Hedingham warrants say accused shooter confessed to killing brother, describes arsenal
Search warrants released Thursday in the 2022 Hedingham mass shooting reveal the accused teenage shooter left a note in the family’s home describing how he killed his brother.
The warrants also state that suspect Austin Thompson looked up “active shooter” online and spoke by phone with his father as the incident was unfolding.
On Oct. 13, 2022, seven people were shot in Raleigh neighborhood near the Neuse River Greenway Trail. Five were killed, including Thompson’s 16-year-old brother James and a Raleigh police officer.
Austin Thompson is charged with five counts of murder in the deaths of his brother, Nicole Connors, Susan Karnatz, Mary Elizabeth Marshall and Gabriel Torres.
After the shootings, Thompson fled about a mile northeast of the neighborhood, hid in a shed off of McConnell Oliver Drive and engaged in a standoff with officers.
He was taken into custody after reportedly shooting himself and was taken to WakeMed, where he remained in critical condition for several days.

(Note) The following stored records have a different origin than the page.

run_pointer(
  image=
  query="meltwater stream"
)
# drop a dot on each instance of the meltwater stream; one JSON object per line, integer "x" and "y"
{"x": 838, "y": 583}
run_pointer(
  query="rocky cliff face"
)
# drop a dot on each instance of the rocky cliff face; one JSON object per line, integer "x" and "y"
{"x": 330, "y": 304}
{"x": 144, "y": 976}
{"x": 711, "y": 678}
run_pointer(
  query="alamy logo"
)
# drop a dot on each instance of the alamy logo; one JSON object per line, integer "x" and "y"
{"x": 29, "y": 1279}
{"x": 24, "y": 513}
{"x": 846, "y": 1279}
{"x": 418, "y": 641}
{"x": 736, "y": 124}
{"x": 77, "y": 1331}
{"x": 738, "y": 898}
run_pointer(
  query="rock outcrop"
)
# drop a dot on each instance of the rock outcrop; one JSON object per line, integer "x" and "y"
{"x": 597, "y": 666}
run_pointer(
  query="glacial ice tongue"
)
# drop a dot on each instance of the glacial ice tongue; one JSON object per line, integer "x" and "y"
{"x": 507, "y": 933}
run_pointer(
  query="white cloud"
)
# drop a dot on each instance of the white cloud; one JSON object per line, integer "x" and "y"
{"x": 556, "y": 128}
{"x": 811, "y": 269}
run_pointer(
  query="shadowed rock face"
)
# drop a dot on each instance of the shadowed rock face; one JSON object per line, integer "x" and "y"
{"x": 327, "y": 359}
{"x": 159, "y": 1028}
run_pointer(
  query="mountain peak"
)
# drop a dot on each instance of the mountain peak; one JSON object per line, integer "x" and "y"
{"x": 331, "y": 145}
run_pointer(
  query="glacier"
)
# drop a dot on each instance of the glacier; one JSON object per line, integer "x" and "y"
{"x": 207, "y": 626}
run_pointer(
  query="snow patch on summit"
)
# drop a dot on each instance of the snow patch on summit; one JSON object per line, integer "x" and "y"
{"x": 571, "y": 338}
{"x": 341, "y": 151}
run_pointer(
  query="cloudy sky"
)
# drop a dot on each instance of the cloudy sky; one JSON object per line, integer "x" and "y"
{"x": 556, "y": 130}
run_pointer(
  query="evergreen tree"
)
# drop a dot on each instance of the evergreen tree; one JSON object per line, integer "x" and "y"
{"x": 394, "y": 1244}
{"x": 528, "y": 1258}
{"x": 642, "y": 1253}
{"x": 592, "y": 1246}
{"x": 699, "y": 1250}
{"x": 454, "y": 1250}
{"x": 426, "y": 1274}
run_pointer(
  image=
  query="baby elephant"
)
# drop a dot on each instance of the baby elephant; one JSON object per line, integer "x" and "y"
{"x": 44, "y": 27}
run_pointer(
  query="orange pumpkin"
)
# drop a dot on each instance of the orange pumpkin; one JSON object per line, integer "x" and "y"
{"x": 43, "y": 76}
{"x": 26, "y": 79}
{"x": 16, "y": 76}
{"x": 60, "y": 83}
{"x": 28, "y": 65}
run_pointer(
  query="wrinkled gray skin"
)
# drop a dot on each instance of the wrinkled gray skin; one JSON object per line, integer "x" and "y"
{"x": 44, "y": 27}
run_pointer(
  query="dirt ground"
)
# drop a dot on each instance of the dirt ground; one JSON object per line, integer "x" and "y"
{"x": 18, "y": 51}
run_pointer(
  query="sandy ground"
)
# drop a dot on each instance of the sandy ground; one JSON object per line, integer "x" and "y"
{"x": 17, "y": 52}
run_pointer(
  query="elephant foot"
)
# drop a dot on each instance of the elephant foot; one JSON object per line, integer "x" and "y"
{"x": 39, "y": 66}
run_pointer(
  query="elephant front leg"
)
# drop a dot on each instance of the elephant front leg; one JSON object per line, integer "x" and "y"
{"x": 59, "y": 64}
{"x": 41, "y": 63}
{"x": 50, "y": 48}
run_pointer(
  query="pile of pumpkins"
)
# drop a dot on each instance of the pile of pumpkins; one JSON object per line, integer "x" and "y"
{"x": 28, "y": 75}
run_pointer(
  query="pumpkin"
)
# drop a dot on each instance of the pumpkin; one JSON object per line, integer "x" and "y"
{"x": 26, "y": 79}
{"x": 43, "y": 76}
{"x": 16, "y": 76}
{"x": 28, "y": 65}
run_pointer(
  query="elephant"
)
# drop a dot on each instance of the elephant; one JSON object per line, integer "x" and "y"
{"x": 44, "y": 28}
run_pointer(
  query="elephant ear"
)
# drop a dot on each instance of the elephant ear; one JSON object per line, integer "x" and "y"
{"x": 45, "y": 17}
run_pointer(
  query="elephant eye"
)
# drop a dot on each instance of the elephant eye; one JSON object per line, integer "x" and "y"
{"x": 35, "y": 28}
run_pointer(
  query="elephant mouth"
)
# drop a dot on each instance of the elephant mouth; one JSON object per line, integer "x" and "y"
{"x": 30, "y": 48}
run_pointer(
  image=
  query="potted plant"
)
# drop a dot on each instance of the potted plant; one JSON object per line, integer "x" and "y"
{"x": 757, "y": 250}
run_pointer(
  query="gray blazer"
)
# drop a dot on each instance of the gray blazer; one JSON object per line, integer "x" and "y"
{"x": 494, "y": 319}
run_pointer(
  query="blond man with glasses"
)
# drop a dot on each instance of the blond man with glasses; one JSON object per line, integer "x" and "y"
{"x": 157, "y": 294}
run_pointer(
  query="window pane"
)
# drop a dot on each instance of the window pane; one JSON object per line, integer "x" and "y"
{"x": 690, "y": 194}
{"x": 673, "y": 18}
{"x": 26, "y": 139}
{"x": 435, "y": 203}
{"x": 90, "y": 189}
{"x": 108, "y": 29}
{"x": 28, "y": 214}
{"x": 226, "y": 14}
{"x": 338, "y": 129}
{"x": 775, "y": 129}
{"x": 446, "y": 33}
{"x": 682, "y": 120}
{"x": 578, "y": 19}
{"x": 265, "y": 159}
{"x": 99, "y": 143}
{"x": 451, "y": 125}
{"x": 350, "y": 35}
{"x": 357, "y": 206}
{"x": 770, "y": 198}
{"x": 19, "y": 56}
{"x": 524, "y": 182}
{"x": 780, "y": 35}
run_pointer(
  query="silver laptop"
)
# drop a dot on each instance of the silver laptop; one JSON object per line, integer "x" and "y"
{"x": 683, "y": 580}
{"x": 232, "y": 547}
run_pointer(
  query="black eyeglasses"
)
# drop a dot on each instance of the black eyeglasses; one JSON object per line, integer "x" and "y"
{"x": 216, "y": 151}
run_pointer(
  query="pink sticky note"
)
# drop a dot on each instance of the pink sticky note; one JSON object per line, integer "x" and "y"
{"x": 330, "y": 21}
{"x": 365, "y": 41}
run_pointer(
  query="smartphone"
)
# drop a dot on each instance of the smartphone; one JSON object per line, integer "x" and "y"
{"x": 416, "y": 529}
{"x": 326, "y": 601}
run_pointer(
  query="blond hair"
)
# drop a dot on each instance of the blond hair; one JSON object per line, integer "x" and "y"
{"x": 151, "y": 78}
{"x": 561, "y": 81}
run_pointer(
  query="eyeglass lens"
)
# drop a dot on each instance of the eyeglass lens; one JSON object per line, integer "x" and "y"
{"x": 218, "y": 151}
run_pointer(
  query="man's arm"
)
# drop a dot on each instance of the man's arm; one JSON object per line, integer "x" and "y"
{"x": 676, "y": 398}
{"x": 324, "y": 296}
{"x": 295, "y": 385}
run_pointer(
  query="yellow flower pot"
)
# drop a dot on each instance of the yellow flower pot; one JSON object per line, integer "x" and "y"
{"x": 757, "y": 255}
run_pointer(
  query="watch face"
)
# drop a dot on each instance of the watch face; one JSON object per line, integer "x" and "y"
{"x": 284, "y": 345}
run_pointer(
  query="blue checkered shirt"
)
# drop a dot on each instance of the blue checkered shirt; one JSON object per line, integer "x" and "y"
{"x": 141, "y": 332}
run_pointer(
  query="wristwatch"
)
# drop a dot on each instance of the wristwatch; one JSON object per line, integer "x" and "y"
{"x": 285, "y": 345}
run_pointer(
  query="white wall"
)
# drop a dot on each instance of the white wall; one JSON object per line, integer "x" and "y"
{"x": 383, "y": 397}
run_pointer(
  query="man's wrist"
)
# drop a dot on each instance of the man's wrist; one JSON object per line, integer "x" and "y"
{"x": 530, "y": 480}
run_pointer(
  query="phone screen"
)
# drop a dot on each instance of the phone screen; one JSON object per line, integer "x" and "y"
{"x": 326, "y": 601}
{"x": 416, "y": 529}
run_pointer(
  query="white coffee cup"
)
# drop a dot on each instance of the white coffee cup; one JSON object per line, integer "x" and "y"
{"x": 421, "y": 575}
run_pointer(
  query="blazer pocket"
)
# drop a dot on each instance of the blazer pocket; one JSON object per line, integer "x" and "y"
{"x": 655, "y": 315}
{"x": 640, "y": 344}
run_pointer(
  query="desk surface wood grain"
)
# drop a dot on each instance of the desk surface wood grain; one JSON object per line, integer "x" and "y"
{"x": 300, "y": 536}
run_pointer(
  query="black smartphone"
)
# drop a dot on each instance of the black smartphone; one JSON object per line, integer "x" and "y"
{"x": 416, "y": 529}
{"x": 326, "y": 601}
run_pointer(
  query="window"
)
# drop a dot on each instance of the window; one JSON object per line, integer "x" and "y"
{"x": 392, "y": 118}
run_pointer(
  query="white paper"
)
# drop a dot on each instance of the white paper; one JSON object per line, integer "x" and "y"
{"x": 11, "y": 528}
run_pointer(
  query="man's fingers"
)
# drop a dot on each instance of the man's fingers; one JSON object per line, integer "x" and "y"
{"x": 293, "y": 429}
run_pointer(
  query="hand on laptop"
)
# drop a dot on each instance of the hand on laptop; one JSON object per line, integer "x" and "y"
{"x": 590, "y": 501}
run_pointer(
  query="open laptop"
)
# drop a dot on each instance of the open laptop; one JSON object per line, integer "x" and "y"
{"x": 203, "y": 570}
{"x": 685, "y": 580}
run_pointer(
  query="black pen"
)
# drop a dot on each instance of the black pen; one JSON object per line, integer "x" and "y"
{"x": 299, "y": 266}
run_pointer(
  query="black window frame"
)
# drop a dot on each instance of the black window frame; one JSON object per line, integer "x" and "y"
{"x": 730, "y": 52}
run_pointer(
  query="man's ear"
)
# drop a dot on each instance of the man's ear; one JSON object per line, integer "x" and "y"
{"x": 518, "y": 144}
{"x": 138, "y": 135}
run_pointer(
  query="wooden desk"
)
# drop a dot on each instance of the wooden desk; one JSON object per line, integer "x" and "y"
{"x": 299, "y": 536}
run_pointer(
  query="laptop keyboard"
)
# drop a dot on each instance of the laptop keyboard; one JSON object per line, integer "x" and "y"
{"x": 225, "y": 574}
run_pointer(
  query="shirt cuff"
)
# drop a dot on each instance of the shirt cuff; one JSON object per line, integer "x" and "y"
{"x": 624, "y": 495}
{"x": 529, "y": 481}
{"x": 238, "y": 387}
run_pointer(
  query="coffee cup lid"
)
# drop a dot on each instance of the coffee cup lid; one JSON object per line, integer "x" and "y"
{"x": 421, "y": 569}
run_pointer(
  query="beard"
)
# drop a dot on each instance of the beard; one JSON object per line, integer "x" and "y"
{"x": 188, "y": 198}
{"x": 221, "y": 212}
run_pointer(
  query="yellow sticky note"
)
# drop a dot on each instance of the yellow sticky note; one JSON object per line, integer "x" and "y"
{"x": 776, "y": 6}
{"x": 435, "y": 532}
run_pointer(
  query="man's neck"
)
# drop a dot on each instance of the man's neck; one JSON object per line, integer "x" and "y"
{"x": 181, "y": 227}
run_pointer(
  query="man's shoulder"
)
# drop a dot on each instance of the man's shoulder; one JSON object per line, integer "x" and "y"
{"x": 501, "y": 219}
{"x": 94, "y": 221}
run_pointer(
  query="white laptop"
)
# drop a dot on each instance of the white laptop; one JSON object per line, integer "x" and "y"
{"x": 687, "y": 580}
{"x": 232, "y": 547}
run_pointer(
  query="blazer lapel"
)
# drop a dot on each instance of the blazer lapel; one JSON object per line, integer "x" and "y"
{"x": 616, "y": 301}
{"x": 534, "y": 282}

Suspect searched on mass shootings
The warrants indicate that an officer found Thompson’s phone in the shed and that it showed the teen had searched previous mass shootings, looking for “the age of the suspects, weapons and ammunition used in violent crime and police response tactics.”
The warrants also state Austin Thompson’s father, Alan, indicated he was in contact with his son by phone before the first person was killed and later as Austin was being tracked.
An examination of Alan Thomson’s phone showed he communicated with Austin “on a regular basis through his cell phone number … via both calls and messages,” the warrants state.
Note, arsenal found in family’s home
The warrants state James Thompson was found in the master bedroom of the family’s home on Sahalee Way and that, in a note signed with a first name beginning with the letter A, the author “claims responsibility for J.T.’s death.”
The letter describes the killing “in some detail.”
Investigators seized 11 firearms and 160 boxes of ammunition, some of then empty from the home, the warrants state. This included four shotguns, five rifles and two pistols.
Additional items seized included four laptops, several computer hard drives, a Playstation, an Internet router, unspecified health screening documents and school report cards.
The trial for Austin Thompson, now 16, is scheduled to begin Sept. 22, 2025, in Wake County Superior Court, District Attorney Lorrin Freeman has said.